I think of context as a end-to-end connected version of retrieval. You can backprop from loss to retrieved info, but you also want to backprop from loss to the non-retrieved info, which would basically be equivalent to having it all in context (in a handwavy way). Which is to say that just having more context is a simple solution.

I think everyone knows increasing context length is not 100% sufficient, but it sure is a simple convenient solution.

mike94025 t1_jcmepd6 wrote on March 17, 2023 at 9:55 PM

#2,257,404

Replying to cthorrez (#2,256,398)

With Better Transformer, ¿Por que no los dos?

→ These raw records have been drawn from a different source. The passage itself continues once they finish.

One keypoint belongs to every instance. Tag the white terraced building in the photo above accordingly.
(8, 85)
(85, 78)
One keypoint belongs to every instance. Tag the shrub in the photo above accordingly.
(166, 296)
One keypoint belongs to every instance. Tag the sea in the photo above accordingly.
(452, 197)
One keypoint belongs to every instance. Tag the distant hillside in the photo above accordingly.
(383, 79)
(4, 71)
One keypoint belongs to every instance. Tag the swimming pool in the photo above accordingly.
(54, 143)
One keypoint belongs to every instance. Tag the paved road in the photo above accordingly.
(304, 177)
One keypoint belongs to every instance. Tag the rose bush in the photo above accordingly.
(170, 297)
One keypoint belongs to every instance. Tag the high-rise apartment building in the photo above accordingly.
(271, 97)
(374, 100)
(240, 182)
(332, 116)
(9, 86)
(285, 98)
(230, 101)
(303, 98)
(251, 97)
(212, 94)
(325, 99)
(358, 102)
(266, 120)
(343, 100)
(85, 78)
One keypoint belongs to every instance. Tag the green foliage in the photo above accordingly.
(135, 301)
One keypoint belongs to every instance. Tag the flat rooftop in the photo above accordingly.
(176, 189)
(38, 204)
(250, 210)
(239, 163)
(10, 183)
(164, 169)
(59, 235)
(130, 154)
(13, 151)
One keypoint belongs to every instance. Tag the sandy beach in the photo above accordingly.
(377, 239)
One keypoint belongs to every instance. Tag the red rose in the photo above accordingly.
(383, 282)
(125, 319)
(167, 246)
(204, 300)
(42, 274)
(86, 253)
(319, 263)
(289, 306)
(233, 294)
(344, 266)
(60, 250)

cthorrez t1_jcmhg8m wrote on March 17, 2023 at 10:14 PM

#2,257,561

Replying to mike94025 (#2,257,404)

Because the algorithm seems to only work on inference. Probably due to memory management of the cached activations or something. (Idk the actual technical reasons)

mike94025 t1_jcmho8t wrote on March 17, 2023 at 10:16 PM

#2,257,569

Replying to Competitive-Rub-1958 (#2,256,851)

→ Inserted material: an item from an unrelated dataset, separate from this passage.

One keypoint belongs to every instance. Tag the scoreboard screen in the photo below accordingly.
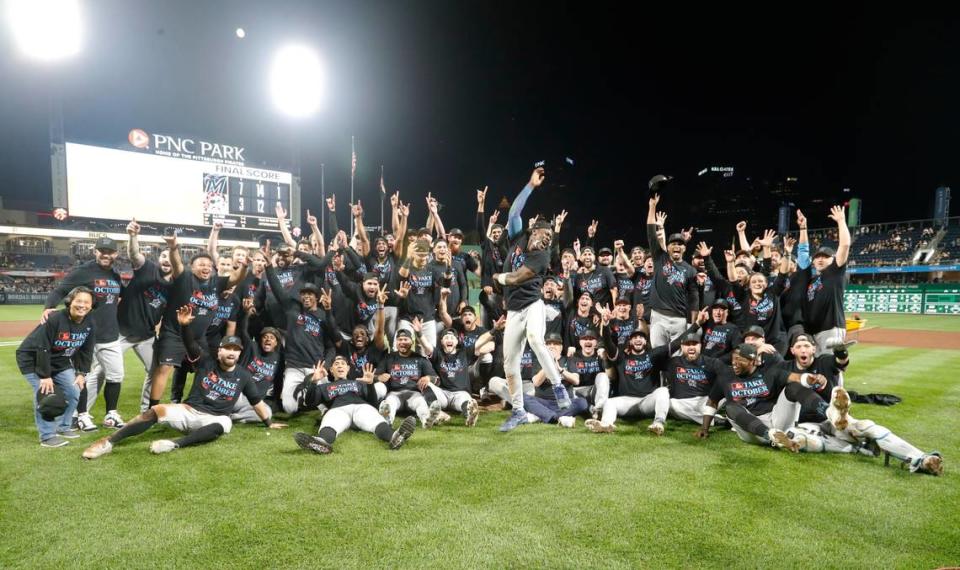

Don't call flash_sdp directly. That way you're locked into particular hardware and create non-portable models. You can either use F.scaled_dot_product_attention() , or you use nn.MultiHeadAttention. In either case it will pick the right implementation based on the hardware you have, and the constraints. Ideally, the constraints would be weakened in the future, and/or new kernels might support other operating points in an optimized manner, and then the kernel picker can dispatch to that implementation.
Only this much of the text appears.